A conservative view on history as we make it

Wednesday, August 31, 2005

Deadliest U.S. Disaster In Nearly a Century

New Orleans could quite possibly become a ghost town for the next few months.

NEW ORLEANS, Aug. 31 -With much of the city inundated and uninhabitable, state and federal officials said today that they would bus thousands of newly homeless residents to Houston, where they will be sheltered in the Astrodome.
In Washington, the Department of Homeland Security assumed control of the federal response to the disaster, with Secretary Michael Chertoff declaring the situation along the Gulf Coast an "incident of national significance."
Hurricane Katrina probably killed thousands of people in New Orleans, the mayor said Wednesday - an estimate that, if accurate, would make the storm the nation's deadliest natural disaster since at least the 1906 San Francisco earthquake.
"We know there is a significant number of dead bodies in the water," and other people dead in attics, Mayor Ray Nagin said.
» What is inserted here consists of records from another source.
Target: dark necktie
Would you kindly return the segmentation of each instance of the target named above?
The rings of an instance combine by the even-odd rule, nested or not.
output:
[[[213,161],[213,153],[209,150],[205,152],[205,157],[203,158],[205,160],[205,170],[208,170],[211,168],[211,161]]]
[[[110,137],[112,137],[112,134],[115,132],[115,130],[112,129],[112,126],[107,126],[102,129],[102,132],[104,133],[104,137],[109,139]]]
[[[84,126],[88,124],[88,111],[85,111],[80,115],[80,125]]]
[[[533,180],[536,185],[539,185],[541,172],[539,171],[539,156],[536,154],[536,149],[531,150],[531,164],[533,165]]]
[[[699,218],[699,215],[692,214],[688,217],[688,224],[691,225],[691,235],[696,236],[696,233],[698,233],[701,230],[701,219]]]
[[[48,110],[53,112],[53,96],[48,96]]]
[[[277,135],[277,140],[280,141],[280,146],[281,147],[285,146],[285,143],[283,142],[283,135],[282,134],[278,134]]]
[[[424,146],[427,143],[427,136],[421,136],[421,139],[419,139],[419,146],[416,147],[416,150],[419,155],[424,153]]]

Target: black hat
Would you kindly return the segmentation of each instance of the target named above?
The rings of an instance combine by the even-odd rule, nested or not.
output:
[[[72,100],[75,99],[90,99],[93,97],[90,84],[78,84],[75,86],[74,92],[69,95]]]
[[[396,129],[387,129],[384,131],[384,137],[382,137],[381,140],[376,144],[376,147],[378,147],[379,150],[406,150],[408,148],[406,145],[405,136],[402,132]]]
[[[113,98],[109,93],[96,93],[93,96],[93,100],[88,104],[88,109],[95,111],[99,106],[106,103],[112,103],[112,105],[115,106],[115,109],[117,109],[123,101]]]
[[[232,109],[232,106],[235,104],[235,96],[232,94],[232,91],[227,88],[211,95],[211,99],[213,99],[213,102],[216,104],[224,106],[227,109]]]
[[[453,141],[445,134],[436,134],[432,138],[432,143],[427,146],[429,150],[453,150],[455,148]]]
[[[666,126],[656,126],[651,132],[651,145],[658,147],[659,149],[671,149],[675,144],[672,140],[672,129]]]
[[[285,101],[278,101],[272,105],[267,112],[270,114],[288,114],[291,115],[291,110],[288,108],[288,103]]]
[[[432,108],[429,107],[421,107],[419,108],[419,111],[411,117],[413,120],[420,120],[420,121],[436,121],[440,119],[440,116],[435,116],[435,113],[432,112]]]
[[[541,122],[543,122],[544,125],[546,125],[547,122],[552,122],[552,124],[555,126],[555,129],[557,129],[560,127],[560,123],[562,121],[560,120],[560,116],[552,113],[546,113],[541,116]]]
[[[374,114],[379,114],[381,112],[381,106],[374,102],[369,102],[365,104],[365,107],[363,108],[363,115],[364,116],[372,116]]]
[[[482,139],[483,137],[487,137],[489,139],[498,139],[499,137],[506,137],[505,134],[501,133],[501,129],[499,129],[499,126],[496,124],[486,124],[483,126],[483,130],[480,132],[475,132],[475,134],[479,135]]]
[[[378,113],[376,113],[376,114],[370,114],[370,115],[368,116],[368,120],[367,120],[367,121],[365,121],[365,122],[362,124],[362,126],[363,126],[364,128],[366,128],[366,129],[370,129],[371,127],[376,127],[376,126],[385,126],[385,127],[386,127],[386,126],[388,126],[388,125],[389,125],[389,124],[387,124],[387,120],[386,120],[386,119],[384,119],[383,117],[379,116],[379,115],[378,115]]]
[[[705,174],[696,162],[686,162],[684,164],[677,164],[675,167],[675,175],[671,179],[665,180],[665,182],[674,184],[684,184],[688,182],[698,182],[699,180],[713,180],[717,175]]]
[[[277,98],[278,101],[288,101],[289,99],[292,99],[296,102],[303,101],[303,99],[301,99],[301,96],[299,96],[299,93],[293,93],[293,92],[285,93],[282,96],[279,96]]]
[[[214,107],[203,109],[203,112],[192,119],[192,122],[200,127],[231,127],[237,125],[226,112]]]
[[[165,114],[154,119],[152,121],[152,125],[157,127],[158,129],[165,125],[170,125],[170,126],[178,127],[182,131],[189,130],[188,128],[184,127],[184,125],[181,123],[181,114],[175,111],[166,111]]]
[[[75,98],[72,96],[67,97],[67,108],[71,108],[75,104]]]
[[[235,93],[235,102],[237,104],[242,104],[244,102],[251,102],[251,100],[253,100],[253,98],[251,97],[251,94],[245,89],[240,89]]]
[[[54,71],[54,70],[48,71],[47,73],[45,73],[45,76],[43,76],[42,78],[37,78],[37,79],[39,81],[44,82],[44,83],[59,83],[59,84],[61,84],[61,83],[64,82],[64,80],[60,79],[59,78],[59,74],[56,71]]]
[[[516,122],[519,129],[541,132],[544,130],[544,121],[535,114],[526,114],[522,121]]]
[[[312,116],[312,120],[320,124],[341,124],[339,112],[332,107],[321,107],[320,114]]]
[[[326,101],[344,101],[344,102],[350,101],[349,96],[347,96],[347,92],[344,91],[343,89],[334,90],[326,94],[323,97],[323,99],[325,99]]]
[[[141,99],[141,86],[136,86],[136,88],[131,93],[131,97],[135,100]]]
Asked how many, he said: "Minimum, hundreds. Most likely, thousands."
The frightening estimate came as Army engineers struggled to plug New Orleans' breached levees with giant sandbags and concrete barriers, while authorities drew up plans to clear out the tens of thousands of people left in the Big Easy and all but abandon the flooded-out city. Many of the evacuees - including thousands now staying in the Superdome - will be moved to the Astrodome in Houston, 350 miles away.